Sim E, Gill E W, Sim R B
Lancet. 1984 Aug 25;2(8400):422-4. doi: 10.1016/s0140-6736(84)92905-2.
The syndrome resembling systemic lupus erythematosus (SLE) associated with long-term treatment with hydralazine and isoniazid seems to be due to the drugs themselves rather than their metabolites. This syndrome is associated with deposition of immune complexes; and in the complement system inhibition of C4 is likely to increase deposition of immune complexes.
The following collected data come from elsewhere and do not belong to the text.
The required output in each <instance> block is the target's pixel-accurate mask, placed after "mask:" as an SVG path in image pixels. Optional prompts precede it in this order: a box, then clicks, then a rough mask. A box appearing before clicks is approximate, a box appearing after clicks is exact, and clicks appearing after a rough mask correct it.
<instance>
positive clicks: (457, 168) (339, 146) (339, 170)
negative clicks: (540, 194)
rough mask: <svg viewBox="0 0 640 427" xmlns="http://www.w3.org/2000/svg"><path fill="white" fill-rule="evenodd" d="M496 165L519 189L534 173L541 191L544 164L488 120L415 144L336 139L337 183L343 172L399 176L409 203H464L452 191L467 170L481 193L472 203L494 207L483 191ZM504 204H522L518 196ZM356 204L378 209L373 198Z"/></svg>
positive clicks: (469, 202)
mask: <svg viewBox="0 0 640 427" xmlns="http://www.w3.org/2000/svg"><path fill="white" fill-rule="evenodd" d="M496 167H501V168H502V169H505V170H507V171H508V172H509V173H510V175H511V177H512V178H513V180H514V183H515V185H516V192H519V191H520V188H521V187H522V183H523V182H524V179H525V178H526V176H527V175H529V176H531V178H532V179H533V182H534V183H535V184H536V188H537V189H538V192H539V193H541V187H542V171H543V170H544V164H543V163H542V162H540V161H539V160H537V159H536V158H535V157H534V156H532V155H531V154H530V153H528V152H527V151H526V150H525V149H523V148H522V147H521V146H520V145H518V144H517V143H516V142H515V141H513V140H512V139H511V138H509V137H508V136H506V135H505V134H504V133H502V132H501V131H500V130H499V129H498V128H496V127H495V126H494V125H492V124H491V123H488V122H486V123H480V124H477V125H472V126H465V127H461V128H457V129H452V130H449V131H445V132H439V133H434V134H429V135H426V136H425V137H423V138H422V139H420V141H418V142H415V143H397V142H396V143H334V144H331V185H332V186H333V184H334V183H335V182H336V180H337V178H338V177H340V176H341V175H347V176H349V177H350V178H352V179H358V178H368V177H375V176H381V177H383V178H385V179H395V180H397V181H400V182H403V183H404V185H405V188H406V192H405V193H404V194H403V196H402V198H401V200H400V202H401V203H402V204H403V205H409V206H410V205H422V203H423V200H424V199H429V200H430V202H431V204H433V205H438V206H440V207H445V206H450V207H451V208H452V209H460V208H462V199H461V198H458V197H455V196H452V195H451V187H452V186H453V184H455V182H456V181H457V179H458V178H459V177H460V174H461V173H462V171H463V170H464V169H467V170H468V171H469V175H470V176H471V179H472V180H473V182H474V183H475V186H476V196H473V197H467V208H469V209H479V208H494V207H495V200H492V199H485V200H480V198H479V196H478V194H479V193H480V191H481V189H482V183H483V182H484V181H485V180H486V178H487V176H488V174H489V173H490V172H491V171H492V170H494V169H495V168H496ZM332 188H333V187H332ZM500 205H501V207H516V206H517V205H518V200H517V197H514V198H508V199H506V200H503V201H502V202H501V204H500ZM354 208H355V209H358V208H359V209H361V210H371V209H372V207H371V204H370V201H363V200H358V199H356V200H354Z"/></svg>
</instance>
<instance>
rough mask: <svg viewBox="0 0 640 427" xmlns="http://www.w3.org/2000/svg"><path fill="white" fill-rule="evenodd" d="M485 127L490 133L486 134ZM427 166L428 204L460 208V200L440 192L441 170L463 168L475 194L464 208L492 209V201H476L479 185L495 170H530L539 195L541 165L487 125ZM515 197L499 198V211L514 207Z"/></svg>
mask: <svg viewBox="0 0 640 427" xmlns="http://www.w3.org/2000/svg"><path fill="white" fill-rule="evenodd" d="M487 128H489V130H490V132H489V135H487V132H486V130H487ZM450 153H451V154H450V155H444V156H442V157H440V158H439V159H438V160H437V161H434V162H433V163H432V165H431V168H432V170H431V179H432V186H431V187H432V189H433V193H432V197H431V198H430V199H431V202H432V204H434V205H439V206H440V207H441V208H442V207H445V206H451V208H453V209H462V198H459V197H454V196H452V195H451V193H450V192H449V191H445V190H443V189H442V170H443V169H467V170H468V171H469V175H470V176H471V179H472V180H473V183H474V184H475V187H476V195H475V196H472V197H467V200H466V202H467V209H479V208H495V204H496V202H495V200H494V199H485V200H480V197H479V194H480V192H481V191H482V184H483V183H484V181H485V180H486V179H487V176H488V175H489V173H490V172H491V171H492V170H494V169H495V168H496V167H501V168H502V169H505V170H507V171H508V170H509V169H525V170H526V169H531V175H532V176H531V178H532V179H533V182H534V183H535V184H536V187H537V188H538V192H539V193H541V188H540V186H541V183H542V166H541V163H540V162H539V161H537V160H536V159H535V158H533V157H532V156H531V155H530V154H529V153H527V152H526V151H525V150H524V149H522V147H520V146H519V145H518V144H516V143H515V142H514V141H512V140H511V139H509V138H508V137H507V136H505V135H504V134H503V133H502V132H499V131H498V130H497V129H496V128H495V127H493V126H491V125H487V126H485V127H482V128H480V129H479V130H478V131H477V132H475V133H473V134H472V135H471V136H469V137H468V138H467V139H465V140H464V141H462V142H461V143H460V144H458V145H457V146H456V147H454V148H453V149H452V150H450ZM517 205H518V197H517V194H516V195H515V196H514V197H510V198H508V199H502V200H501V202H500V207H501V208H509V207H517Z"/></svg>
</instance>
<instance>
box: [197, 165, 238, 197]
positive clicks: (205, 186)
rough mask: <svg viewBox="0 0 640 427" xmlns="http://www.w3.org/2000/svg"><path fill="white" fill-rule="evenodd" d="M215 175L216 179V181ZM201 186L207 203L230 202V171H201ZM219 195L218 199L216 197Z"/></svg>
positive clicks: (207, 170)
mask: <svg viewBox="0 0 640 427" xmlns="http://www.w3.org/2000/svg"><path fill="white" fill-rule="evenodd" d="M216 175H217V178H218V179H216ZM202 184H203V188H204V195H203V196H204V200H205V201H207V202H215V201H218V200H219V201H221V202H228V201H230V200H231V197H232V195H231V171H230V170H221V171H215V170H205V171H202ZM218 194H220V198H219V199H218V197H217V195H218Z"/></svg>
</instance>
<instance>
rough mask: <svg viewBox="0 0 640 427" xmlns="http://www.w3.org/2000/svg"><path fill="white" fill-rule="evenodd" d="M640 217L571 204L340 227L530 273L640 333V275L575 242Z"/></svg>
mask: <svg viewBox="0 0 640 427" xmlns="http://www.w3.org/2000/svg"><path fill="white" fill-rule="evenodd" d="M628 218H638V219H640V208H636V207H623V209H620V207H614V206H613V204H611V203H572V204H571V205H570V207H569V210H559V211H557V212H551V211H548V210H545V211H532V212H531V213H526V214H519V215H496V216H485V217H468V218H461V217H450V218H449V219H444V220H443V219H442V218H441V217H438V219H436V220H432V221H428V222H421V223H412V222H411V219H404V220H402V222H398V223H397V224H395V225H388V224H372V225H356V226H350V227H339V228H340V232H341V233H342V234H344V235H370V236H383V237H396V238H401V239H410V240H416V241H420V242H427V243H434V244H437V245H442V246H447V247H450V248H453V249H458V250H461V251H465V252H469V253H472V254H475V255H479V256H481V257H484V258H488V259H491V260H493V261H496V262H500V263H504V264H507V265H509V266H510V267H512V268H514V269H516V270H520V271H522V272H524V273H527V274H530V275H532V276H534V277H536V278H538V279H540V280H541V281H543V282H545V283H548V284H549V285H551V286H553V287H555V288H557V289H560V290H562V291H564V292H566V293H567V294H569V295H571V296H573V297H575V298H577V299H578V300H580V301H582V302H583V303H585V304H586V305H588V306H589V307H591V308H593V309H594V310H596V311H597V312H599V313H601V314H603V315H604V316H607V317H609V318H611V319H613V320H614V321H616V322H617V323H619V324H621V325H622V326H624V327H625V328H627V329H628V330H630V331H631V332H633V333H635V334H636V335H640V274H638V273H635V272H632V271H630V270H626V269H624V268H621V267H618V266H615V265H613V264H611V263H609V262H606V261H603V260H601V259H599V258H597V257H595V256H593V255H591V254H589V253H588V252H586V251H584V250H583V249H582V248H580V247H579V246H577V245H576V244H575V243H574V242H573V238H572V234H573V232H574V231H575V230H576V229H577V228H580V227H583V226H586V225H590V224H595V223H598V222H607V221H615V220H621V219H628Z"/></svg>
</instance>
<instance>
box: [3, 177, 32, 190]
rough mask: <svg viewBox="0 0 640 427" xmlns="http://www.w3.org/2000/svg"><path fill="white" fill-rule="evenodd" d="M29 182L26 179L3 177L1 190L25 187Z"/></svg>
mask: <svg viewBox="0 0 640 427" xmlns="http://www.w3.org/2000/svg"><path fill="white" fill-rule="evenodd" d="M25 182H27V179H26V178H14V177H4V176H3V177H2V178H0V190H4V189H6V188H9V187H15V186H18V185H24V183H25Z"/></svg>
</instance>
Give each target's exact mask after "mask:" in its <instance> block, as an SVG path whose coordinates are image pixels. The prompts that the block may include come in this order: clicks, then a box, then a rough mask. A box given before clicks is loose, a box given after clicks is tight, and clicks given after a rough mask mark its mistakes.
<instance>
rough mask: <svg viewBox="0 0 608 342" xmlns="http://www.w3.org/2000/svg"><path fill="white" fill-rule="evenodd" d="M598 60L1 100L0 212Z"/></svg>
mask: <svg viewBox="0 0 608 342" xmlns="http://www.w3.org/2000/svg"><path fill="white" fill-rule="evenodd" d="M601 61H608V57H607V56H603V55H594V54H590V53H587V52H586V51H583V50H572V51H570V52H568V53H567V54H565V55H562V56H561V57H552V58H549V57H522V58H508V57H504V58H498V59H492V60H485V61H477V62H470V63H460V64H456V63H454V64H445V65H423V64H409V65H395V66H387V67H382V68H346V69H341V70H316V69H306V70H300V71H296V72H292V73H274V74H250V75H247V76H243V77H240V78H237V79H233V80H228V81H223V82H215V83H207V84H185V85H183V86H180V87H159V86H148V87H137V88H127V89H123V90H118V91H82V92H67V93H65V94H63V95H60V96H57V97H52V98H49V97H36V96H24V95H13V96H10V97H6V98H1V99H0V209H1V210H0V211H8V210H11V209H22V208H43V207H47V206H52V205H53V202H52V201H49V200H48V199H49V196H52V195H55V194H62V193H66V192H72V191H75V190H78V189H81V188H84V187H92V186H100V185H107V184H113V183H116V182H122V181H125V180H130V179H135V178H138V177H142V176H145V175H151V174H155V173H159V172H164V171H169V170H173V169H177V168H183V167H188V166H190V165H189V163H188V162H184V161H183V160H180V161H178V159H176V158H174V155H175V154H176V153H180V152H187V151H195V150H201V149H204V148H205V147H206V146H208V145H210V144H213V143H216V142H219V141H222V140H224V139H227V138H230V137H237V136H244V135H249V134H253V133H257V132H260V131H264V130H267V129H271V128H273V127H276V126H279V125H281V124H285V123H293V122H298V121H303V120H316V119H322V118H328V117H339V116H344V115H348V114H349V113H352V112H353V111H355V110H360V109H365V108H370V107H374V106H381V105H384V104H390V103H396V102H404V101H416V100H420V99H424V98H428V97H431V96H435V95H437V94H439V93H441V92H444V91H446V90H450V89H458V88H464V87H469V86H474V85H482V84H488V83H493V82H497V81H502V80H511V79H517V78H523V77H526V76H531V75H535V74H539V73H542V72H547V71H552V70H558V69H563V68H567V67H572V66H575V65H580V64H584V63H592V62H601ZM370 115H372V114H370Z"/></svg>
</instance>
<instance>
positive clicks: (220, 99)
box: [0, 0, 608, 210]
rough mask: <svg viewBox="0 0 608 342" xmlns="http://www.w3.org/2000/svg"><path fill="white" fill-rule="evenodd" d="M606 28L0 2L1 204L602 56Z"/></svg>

In vitro, hydralazine and isoniazid inhibited 50% of the binding of C4 at 840 mumol/l and 1.05 mmol/l, respectively--ie, within the concentration ranges that have been used in therapy. Acetylated metabolites were not inhibitory at the maximum concentrations tested; and iproniazid, which does not cause SLE, gave 50% inhibition only at a concentration far exceeding that used in therapy.
与长期使用肼屈嗪和异烟肼治疗相关的类系统性红斑狼疮(SLE)综合征似乎是由药物本身而非其代谢产物引起的。该综合征与免疫复合物的沉积有关;在补体系统中,C4的抑制可能会增加免疫复合物的沉积。在体外,肼屈嗪和异烟肼分别在840 μmol/l和1.05 mmol/l时抑制了50%的C4结合——即在治疗中使用的浓度范围内。在测试的最高浓度下,乙酰化代谢产物没有抑制作用;而不会引起SLE的异烟酰异丙肼仅在远远超过治疗中使用的浓度时才产生50%的抑制作用。